July 2016
Sonia Greenfield
sonia.greenfield@gmail.com
sonia.greenfield@gmail.com
I live in the port area of Los Angeles with my husband, son, and dog, and I teach writing at USC. My first book of poems, Boy with a Halo at the Farmer's Market won the 2014 Codhill Book Prize. I'm in the process of assembling PhD applications because, at 45 years old, I'm still trying to figure out what I'm going to do when I grow up. In the meantime, I'm building up my vita at soniagreenfield.com
Milk Carton Kids
Now you know they were abducted
on the way to school, past chain-link
urban puzzles, robins scrabbling in the median,
book bag hanging with the weight of history,
or off the side of a rural road in late spring
where slapped mosquitos left smears of horse blood
and the churn of a distant John Deere sounded
like the log sawing of sleep.

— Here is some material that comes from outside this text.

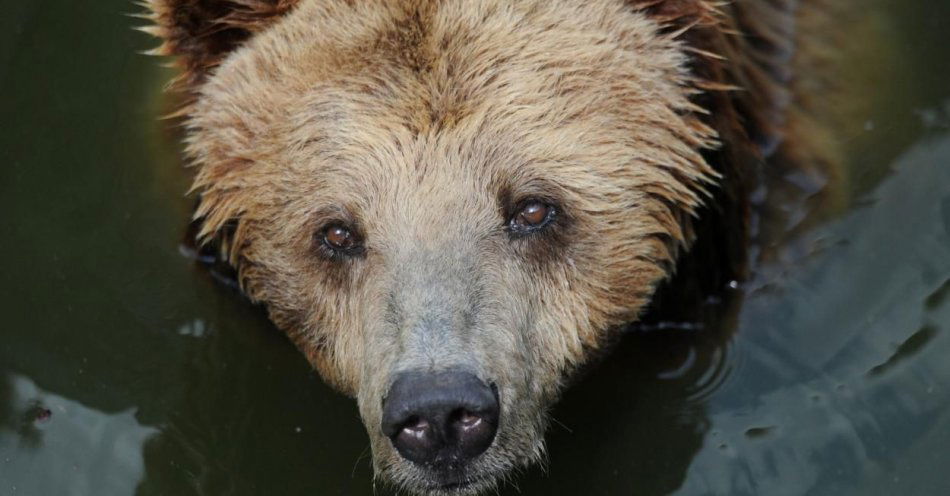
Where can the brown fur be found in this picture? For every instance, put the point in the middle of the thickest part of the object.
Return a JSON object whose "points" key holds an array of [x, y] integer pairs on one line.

Or the teens
taken under the lantern of the supermoon,
by the unused railroad tracks, where flowering
quince unfolds pale pink among
the blackberry brambles and wharf rats
run the length of cool steel in search
of dropped chips. Or in the desert when dusk
slips on her silk nightie, and the saucers
scream like gulls while the aliens shape their ecto
like cacti, go green and prickly. The extra-
terrestrials tap their feet to snap on
high-beams, but we call them stars. Up the kids go
as your radio loses its tune, the television
becomes a box of static, and the digital clock
blinks five again and again. Not stuffed
in a trunk, not dragged from a lake.